Doty heard about other insensitive comments from well-meaning but misguided members.

One LDS leader put his arm around a young man who had come home with mental health problems and said, "I don't care what you've done, I still love you," implying the missionary had somehow messed up.

At a recent homecoming for an early returnee, the bishop stood before the congregation and said: "We are so happy to have her home, but the family could use your prayers."

These comments, Doty says, are made without malice but reveal so much cultural pressure and false assumptions.

Even those who come home for simple homesickness, disobedience or disbelief deserve to be embraced, she says. "This is supposed to be a gospel of love, right?"

That's how Freeman sees it, too.

"It takes a lot of courage to go out on a mission and face rejection," he says. "But it also takes a lot of courage to come home early and face a similar rejection."

Especially when the wounding words and actions come from fellow members, friends, even family.

Freeman wants to help missionaries feel pleased about what they did — whether they stayed a week, a month or the full two years.

Twitter: @religiongal —

Suggestions for helping young Mormons before and after their missions

• Talk to young people and families about the stresses, not just the joys of missions.
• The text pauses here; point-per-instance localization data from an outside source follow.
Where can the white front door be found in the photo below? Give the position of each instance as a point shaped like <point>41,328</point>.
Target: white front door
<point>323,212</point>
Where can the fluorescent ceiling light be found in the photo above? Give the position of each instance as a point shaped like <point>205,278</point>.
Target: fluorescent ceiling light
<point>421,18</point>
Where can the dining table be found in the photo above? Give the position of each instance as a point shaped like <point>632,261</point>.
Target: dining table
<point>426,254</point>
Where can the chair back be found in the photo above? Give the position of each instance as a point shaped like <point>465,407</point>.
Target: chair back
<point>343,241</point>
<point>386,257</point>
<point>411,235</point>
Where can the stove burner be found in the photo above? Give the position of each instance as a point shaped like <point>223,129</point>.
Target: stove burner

• Teach coping skills to missionaries, including when they face health challenges.

• Provide better training for mission presidents and their wives in dealing with mental illness.

• Urge family members not to focus on the amount of time served, but on the benefits and lessons learned while on the mission.

• Develop sensitivity workshops for local LDS leaders about early-return missionaries.

• Present firesides for all returned missionaries, including those who came home early, about how to transition to post-mission life.

• Let early returnees decide for themselves if they want to go back to their missions.

• Recognize that mental illness is as real as a broken leg and not a missionary's fault.

• Encourage early returnees to speak to their congregation about their mission — if they desire.

• Offer alternate ways of serving that are as valued as a full-time mission,

• Work to remove the stigma of returning early.

• Train ward councils to establish a welcoming and accepting ward environment.